Daniel has been doing volunteer work collecting and cutting wood from windblown beech, rowan and birch trees within the reserve using his mobile sawmill. The sawdust has been given to the Miles-Moores who burn it and use the ashes to make glazes for their pottery.

Miles-Moore Ceramics like to use “found and foraged” materials in their glazes and to create work that tells stories about intriguing places.

In the past they have used conservation wood ash from Warton Crag Nature Reserve which Siobhan’s mother Jennifer played a significant role in setting up and managing.

Siobhan said: “The more people know about a nature reserve, the more likely they are to value it, but the first thing we need to do is attract attention to what makes it special. Being connected to nature has a positive impact on mental health and wellbeing and in a world of COVID, we all need more of that.”

After meeting Daniel in 2017 they became increasingly interested in the conservation projects he was involved with, including TVNR.

Martin said: “We have spent a lot of time talking about the conservation projects Daniel is involved in.”

The trio now hope to gather communities of artists around specific nature reserves, to make use of materials, from felled or fallen trees through to relocated stone or flood and storm materials.

Martin says: “Scientists and conservationists have their own language about nature, but artists communicate in different ways and attract different audiences.

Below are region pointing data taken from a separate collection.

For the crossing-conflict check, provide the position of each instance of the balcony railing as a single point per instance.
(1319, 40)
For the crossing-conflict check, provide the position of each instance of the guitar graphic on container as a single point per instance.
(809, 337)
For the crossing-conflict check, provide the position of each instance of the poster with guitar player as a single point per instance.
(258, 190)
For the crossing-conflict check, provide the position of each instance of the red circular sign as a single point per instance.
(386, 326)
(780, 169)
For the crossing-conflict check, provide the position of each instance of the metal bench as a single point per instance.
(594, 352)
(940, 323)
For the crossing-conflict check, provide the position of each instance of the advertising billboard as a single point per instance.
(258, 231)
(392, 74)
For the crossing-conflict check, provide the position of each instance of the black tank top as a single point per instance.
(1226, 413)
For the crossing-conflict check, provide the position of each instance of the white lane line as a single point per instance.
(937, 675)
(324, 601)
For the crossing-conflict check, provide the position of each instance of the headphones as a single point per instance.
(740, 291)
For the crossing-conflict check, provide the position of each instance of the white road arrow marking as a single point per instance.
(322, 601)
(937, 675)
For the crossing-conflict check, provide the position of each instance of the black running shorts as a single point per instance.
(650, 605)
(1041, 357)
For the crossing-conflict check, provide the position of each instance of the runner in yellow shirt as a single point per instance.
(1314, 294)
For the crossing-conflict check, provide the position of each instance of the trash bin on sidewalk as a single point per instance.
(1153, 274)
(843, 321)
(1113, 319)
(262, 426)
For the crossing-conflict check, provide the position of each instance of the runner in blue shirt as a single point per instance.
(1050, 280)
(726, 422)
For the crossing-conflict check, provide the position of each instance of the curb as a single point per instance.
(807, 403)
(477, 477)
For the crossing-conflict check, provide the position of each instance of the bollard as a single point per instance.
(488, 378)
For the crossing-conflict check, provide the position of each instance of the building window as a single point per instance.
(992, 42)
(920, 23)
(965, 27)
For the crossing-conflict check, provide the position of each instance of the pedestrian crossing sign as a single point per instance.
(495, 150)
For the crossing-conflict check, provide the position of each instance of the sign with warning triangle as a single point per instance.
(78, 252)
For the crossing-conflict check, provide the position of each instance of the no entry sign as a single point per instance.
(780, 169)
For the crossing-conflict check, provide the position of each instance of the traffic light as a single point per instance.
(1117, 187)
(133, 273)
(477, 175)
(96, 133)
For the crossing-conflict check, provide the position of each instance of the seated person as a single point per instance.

We have a valuable part to play in engaging people with nature in all her glory, as well as telling her stories.”

Spring Fling visitors can follow colour-coded routes round the studios. The Red Route includes artists and makers working in wood, painting, mixed media, printmaking, jewellery and ceramics.

They are:

  • Jesse Ball – jewellery
  • Minette Bell MacDonald – painting
  • Bella Green – painting
  • Daniel Lacey – woodwork/furniture
  • Rory Laycock – installation
  • Liz McQueen – painting
  • Miles-Moore Ceramics – pottery
  • Gloria Newlan – painting
  • Lisa Rothwell-Young – jewellery
  • Cathy van Hoppe – illustration
  • Margaret Walty – painting
  • Jackie Zehnder – ceramics.

Joanna Jones, Upland Assistant Director, one of the organisers of this year’s Spring Fling, said: “As Daniel, Siobhan and Martin prove, so many of our artists and makers have a deep love of the landscapes around us and want to bring us close to the natural world.

“They also underline how one of the most magical things about Spring Fling is the chance to meet artists and makers and discover the fascinating people, and inspirations, behind their work.

“All along the Red Route, and throughout all 96 studios selected to take part in this year’s open studios event, visitors will have the chance to discover many other remarkable people and places.”